What kind of opportunities and instruction will be offered during the workshop?

For me, I enjoy didactics, practice, and critiques of my work (gulp) and I look for that in a workshop description. Will the instructor be in the field the whole time to answer questions and guide you or will you be left on your own to practice what you learned in class and then reconvene later in the day.

Knowing what teaching and learning styles work best for you is essential to know before you sign up. 

Read the reviews/FAQs but most importantly email your questions to the instructor

Reading the reviews can give you an idea of how the workshop is run and what kind of opportunities you will have to learn and practice. How do participants describe their experience? Email the organizer or the host of the workshop and get your specific questions answered.

Ask if you can contact previous participants who might have had similar questions or trepidations to yours.

Details, Details &, Details

Read the fine print about dates ( European vs. US date format), rental equipment (if the location is remote), travel/transportation, lodging, payment (USD vs. Euros), cancellation policy, physical requirements for the workshop, what is included and excluded in the cost of the workshop.

If you have any restrictions or special accommodations then ask in advance but never assume the host will know about your particular needs.
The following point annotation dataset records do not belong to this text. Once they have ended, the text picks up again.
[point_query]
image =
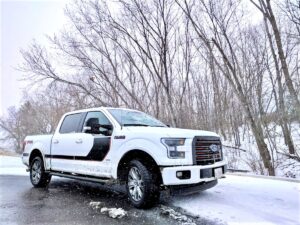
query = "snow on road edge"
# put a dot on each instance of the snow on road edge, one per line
(12, 165)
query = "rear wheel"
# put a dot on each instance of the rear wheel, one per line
(142, 186)
(38, 177)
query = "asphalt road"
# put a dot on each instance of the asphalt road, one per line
(66, 201)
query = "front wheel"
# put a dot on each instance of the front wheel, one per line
(142, 186)
(38, 176)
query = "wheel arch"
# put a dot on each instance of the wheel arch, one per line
(144, 157)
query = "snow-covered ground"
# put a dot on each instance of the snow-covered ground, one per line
(11, 165)
(235, 200)
(247, 200)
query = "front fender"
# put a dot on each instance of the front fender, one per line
(157, 152)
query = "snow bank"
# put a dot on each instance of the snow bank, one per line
(114, 212)
(12, 165)
(246, 200)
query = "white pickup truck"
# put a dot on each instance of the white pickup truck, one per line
(113, 144)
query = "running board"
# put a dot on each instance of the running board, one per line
(84, 178)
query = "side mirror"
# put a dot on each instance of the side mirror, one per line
(93, 129)
(48, 128)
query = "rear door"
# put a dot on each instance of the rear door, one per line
(68, 142)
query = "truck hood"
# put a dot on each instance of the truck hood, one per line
(171, 132)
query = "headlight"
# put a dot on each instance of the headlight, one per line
(171, 145)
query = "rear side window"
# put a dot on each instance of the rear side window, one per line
(70, 123)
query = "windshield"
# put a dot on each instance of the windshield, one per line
(134, 118)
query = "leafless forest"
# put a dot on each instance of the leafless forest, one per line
(229, 66)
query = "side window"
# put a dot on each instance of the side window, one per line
(70, 123)
(99, 118)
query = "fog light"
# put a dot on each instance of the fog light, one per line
(177, 154)
(186, 174)
(179, 174)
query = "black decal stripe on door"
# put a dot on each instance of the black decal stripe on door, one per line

If you have more specific questions find out before you sign up!

Hope that this was helpful…if you have any questions, do not hesitate to ask!

This Post Has 2 Comments
  1. Hey, Thats me! I’m sure my royalty check will be arriving any day now.
    Seriously, nice article Linda. Had a wonderful time at last years workshop ( Spring in the southwest 2016), learned a lot, came home with some amazing shots. Robert does his homework and brings you to great locations at the right time.